Legislation banning racial discrimination in Virginia’s high-profile schools enrollment policies was passed by a key Senate committee just days after a federal judge ruled that one such school discriminates against Asian Americans.
Fall Church, Virginia (AP) – Legislation banning racial discrimination in the admission of high-ranking Virginia schools was passed by a key Senate committee just days after a federal judge ruled that one such school discriminated against Asian Americans.
Republican del. Glen Davis sponsored the bill after Thomas Jefferson High School of Science and Technology, an elite public school in northern Virginia, revised admission policy amid criticism that black and Hispanic students were very underrepresented in the student body.
The changes in TJ are known to have provoked an unpleasant reaction from parents, including Asian American families, who felt the changes were aimed at their success in school. Prior to the change, more than 70 percent of Americans were of Asian descent.
A group of parents sued to block the changes, and last week a federal judge in Alexandria ruled that the new policy discriminates against Asian Americans. The judge ruled that inadmissible “racial balancing” forced the Fairfax County School Board to make changes.
The school board is considering an appeal.
On Thursday, the Senate Education and Health Committee voted 10 to 5 in favor of passing the Davis bill and sending it to a full Senate vote.
The bill was substantially amended at the request of Democrat Senator Petersen to simplify it. The amended bill now simply states that racial discrimination is prohibited in admission policy. It excludes language that sought to be broadly defined, which would constitute discrimination.
Petersen said the simplification of the language leaves it to the courts to determine what constitutes discrimination. He highlighted last week’s decision as proof that the changes made by Fairfax County were discriminatory.
“The point is that the policy (TJ) was adopted in order to, frankly, reduce the number of Asian Americans who visited Thomas Jefferson,” Petersen said. “And all you need to do is look at all the public comments that were made at the time.”
Since federal law already prohibits racial discrimination, it is unclear whether the bill, if passed, will have a practical effect. But Petersen said the bill, however, makes an important statement.
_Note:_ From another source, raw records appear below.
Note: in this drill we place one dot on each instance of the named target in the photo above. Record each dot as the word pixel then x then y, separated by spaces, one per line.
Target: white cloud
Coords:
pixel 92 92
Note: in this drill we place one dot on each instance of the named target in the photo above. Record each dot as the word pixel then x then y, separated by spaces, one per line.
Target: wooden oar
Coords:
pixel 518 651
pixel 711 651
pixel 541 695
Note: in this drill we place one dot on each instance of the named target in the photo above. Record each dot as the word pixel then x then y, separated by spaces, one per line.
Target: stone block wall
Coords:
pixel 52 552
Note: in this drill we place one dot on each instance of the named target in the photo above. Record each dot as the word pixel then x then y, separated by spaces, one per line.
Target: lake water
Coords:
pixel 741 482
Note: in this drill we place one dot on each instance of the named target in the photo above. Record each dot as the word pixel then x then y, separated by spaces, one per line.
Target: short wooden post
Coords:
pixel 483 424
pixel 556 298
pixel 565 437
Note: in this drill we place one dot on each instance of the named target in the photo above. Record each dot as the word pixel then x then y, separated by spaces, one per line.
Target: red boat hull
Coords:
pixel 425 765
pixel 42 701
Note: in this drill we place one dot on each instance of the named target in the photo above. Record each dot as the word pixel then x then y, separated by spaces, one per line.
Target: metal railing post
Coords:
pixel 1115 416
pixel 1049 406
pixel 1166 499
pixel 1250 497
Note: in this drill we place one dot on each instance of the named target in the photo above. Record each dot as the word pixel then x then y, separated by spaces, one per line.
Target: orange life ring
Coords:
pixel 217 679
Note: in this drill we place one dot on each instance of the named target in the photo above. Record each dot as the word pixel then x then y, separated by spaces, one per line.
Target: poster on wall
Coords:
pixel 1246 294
The bill was also part of the legislative agenda of Republican Gov. Glen Yangkin. While the Senate, tightly controlled by Democrats, has slammed much of its agenda, some of Yangkin’s education bills have been successful. The Senate passed a bill suspending school masks that Youngkin signed and went into effect this week. The Senate has also passed a law awaiting Youngkin’s signature, which requires parental notice if students are assigned reading materials with sexual content.
In a second rally on Thursday, the Senate rejected by 8-7 votes a law that allowed local school boards to allow home students to participate in high school sports. The bill’s sponsor, Republican Del Marie March, said 35 states have passed similar laws. Opponents argued that athletes representing the school in inter-school competitions should be students of that school.